Identifying Optimal Non-volatile
Semiconductor Memory for Use in RAID
Systems
Barry Hoberman, Business Development, Crocus Technology
Steve Cliadakis, Business Development, Crocus Technology & Silicon Impact
Redundant array of inexpensive disk (RAID) systems increase
server performance and protect against data loss by exploiting
disk-level parallelism. Without RAID servers, there would
essentially be no commercial Internet. Because they hold mission-critical
data and must provide fault-tolerant storage, enterprise
customers cannot tolerate any potential for RAID server data loss in
a world of less-than-perfect electrical power sources.

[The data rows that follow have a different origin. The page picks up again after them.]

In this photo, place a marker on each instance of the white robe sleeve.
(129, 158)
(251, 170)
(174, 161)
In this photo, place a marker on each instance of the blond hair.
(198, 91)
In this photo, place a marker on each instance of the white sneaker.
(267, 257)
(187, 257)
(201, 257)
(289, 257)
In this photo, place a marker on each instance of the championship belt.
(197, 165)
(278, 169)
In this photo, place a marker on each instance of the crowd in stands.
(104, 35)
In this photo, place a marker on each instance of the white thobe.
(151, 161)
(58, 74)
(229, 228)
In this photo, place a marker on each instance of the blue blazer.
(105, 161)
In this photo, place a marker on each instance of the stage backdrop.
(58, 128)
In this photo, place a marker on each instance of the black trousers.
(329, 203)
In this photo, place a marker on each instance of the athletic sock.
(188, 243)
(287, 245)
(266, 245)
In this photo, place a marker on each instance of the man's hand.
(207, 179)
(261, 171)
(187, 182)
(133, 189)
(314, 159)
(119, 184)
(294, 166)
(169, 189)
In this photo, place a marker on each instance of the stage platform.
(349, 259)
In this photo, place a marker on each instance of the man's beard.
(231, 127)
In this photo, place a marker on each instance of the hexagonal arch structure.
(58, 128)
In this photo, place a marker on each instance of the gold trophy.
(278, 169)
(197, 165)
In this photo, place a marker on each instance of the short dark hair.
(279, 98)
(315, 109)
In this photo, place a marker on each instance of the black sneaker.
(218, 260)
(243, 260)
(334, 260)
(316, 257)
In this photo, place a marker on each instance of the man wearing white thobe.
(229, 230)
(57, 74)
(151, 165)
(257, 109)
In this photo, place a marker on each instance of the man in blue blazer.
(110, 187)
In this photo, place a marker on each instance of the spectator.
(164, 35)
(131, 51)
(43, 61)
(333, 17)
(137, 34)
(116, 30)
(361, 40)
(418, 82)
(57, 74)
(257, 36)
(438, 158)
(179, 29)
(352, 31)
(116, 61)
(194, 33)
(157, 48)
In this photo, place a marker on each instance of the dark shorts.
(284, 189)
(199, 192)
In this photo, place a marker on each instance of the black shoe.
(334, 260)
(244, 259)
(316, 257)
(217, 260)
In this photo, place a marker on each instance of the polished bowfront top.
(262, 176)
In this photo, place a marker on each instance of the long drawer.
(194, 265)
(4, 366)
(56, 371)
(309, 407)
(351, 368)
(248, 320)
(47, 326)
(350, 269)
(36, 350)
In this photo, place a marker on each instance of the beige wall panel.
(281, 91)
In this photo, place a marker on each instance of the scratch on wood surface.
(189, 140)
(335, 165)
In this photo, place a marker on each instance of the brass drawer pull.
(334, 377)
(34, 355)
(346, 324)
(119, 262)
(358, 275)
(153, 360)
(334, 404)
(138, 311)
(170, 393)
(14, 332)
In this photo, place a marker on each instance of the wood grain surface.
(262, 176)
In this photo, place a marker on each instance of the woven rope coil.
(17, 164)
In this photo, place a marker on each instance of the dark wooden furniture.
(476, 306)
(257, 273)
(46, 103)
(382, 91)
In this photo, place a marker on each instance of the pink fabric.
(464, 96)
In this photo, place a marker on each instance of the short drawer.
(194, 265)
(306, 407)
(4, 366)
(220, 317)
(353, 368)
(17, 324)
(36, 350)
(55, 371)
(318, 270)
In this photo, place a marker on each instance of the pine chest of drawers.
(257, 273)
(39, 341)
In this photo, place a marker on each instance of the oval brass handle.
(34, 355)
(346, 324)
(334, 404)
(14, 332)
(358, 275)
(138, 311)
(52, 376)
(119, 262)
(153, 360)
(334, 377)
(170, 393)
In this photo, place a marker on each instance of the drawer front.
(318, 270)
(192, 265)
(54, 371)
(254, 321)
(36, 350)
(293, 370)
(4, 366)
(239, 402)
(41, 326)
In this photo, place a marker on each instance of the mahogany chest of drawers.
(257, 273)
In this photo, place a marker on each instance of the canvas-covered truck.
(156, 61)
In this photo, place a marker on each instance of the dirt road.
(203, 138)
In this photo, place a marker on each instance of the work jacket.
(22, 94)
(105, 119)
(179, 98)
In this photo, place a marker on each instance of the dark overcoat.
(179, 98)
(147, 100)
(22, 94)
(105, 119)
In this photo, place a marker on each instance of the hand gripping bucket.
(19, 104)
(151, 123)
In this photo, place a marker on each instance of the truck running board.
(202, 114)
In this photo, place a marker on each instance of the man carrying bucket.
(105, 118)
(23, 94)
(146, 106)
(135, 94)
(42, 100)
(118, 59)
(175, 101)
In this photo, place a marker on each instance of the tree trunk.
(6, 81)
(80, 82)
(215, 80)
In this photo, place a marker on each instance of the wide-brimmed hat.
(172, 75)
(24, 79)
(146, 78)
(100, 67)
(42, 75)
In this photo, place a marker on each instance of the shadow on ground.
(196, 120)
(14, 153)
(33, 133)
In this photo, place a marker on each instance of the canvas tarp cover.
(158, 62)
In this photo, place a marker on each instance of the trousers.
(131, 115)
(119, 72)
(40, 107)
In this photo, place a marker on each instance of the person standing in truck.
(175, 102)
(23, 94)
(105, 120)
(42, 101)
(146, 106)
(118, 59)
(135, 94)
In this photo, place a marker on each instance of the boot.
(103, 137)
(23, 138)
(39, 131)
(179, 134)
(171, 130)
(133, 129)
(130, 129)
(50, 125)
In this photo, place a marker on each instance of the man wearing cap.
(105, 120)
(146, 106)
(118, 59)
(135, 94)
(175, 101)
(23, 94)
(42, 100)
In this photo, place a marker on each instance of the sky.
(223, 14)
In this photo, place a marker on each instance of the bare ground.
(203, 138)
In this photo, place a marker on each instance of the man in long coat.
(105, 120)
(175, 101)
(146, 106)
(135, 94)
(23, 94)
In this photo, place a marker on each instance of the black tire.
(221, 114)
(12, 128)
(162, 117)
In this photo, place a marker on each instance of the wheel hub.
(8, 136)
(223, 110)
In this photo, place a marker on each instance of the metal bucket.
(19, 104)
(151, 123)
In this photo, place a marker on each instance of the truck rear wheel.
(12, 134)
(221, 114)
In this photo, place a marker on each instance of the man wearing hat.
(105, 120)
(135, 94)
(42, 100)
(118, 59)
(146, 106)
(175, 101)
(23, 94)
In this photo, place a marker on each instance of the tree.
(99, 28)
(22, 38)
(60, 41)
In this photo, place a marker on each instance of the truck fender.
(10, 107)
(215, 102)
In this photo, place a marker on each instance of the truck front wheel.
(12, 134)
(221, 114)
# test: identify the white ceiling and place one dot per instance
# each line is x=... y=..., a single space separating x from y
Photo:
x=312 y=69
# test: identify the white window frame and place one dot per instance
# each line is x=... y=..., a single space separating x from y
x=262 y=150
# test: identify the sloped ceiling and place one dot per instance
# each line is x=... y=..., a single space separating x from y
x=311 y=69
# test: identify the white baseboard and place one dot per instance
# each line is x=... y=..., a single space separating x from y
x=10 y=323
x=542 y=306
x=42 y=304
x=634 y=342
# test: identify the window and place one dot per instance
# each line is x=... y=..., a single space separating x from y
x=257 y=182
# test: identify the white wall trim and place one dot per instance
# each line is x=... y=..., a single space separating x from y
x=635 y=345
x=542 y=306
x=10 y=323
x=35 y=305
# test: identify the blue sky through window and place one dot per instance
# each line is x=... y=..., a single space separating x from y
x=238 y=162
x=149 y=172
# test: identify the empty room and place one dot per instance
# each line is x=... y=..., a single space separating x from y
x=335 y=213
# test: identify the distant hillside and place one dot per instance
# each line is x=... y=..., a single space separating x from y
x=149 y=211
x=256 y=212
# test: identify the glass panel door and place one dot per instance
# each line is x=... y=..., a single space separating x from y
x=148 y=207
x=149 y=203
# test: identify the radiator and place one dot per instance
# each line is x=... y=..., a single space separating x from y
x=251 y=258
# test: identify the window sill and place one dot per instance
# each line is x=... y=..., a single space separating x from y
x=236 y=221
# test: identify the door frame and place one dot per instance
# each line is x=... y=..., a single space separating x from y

Consequently,
RAID system designers have tried using many non-volatile
semiconductor memories, including NAND Flash, non-volatile static
random access memory (NVSRAM), ferroelectric RAM (FeRAM or
FRAM) and magnetoresistive RAM (MRAM), to retain data in the
event of a power failure. Of these, MRAM comes closest to the ideal
memory for RAID system server design.
The commercial behemoth known as the World Wide Web sits
layered on an intricate, distributed data network called the Internet.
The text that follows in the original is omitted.